Marescaux was best known for painting botanical subjects and rural landscapes. She first exhibited at the Royal Hibernian Academy in 1893, and continued there until 1935. Her works were also seen at the Towner Gallery in Eastbourne, and in shows with the Dublin Sketching Club, the WCSI, the Fine Art Society (London) and the Ulster Academy of Arts.

== Personal life ==

Kathleen Dennis married London-born Royal Navy officer (later Vice-Admiral) Gerald Charles Adolphe Marescaux at St. Canice's Cathedral, Kilkenny, Ireland, in 1894. She had two sons, Geoffrey (1901-1986) and Laurence (born 1903). Kathleen Marescaux was widowed in 1920, and she died in 1944, in Kilkenny, aged 75 years. There is a collection of her papers, and another of her family's papers, in the National Library of Ireland.

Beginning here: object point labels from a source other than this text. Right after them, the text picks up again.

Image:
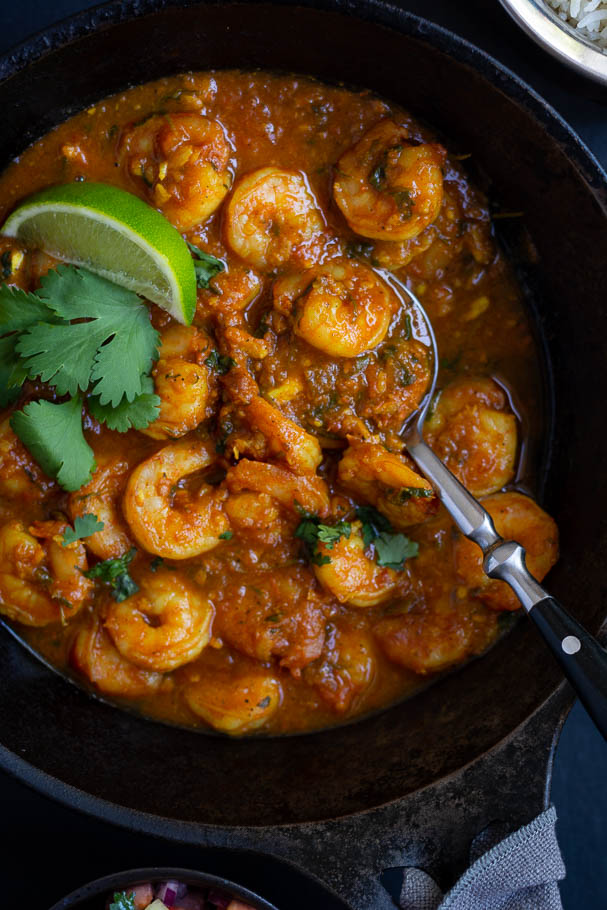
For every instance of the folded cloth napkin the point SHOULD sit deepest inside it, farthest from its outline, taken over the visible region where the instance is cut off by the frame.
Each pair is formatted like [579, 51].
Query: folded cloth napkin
[519, 873]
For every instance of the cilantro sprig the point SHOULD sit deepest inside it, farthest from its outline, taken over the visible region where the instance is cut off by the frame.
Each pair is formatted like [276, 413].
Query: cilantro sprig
[123, 901]
[221, 363]
[115, 573]
[205, 266]
[312, 532]
[84, 526]
[53, 435]
[391, 549]
[81, 334]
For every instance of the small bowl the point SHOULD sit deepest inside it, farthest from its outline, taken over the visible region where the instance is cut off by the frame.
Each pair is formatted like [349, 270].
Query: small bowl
[559, 38]
[91, 896]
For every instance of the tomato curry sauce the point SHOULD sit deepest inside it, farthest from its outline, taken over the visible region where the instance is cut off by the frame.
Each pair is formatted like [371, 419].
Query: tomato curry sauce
[290, 568]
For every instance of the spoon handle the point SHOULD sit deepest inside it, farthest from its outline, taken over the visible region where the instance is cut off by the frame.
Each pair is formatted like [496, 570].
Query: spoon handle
[581, 657]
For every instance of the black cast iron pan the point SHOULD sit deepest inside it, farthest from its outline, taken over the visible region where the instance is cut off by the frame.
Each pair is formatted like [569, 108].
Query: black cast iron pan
[413, 784]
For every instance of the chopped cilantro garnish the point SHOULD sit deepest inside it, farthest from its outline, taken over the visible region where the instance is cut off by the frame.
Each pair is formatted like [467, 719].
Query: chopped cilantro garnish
[115, 573]
[205, 266]
[84, 526]
[378, 176]
[123, 901]
[373, 523]
[219, 362]
[391, 549]
[312, 532]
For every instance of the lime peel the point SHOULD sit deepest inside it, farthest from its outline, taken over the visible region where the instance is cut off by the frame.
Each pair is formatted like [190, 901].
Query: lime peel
[115, 235]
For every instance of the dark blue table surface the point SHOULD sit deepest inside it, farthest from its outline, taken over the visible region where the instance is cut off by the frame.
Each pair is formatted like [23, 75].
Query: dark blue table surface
[49, 842]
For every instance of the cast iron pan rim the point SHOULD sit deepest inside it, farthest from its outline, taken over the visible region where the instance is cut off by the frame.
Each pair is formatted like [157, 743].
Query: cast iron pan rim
[190, 832]
[383, 12]
[115, 880]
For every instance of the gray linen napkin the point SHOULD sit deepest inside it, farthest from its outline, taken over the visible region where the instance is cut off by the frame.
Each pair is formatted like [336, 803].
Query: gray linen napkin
[519, 873]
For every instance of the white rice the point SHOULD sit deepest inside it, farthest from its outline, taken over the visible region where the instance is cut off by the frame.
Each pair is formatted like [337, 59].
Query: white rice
[587, 17]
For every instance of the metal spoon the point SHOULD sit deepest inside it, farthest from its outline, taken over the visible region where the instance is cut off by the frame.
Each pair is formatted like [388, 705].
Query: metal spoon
[581, 657]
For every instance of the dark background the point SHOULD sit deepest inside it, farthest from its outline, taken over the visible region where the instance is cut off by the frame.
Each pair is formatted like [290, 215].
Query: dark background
[47, 849]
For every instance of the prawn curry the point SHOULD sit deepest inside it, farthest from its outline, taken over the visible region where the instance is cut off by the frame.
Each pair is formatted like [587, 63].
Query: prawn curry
[262, 555]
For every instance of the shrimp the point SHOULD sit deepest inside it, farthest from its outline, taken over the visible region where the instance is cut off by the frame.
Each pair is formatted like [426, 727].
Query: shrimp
[350, 575]
[183, 159]
[41, 581]
[342, 308]
[20, 477]
[270, 216]
[346, 668]
[284, 438]
[101, 497]
[181, 381]
[167, 521]
[165, 625]
[235, 705]
[309, 492]
[435, 637]
[384, 480]
[388, 187]
[472, 431]
[278, 613]
[519, 518]
[94, 655]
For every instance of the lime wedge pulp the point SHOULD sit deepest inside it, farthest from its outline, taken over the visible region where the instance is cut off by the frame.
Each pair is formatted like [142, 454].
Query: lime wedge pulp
[114, 234]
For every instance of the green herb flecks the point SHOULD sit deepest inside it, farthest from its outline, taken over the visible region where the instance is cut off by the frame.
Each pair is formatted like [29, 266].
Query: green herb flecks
[391, 549]
[312, 532]
[220, 362]
[123, 901]
[84, 526]
[115, 573]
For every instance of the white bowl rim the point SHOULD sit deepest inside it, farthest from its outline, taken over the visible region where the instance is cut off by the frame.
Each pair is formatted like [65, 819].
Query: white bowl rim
[542, 23]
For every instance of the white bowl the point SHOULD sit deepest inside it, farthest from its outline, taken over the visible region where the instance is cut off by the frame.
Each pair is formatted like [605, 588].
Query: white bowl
[559, 38]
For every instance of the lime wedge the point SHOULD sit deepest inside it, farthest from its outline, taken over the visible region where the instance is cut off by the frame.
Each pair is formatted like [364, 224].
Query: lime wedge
[114, 234]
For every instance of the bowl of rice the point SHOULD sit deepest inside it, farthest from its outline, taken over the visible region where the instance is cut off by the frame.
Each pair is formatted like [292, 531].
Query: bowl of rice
[573, 31]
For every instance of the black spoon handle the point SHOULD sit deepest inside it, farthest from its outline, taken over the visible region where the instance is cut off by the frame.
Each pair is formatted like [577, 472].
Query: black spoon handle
[582, 659]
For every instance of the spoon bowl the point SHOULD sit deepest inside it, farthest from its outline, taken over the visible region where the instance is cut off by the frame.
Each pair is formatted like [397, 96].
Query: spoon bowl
[581, 657]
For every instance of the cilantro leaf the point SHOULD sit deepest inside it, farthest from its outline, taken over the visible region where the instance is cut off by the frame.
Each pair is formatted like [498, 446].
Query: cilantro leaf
[12, 374]
[113, 349]
[330, 534]
[219, 362]
[312, 532]
[53, 435]
[373, 523]
[137, 414]
[115, 573]
[393, 549]
[123, 901]
[205, 266]
[84, 526]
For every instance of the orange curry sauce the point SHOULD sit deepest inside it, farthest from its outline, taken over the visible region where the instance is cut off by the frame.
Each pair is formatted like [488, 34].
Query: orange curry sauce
[292, 646]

In 2009, to mark the 400th anniversary of Kilkenny as a city, the Butler Gallery held "Kilkenny: An Artists Celebration", an exhibition featuring Kilkenny artists, including Kathleen Marescaux.

== Bonnettstown House ==

Marescaux is associated with Bonnettstown House in Kilkenny, through her son, Commander Geoffrey Marescaux de Saubruit, and through her sister, Ethel Mary Dennis Knox. A book about Bonnettstown House was published in 1989 by American photographer Andrew Bush and author Mark Haworth-Booth. The house was sold most recently in 2017.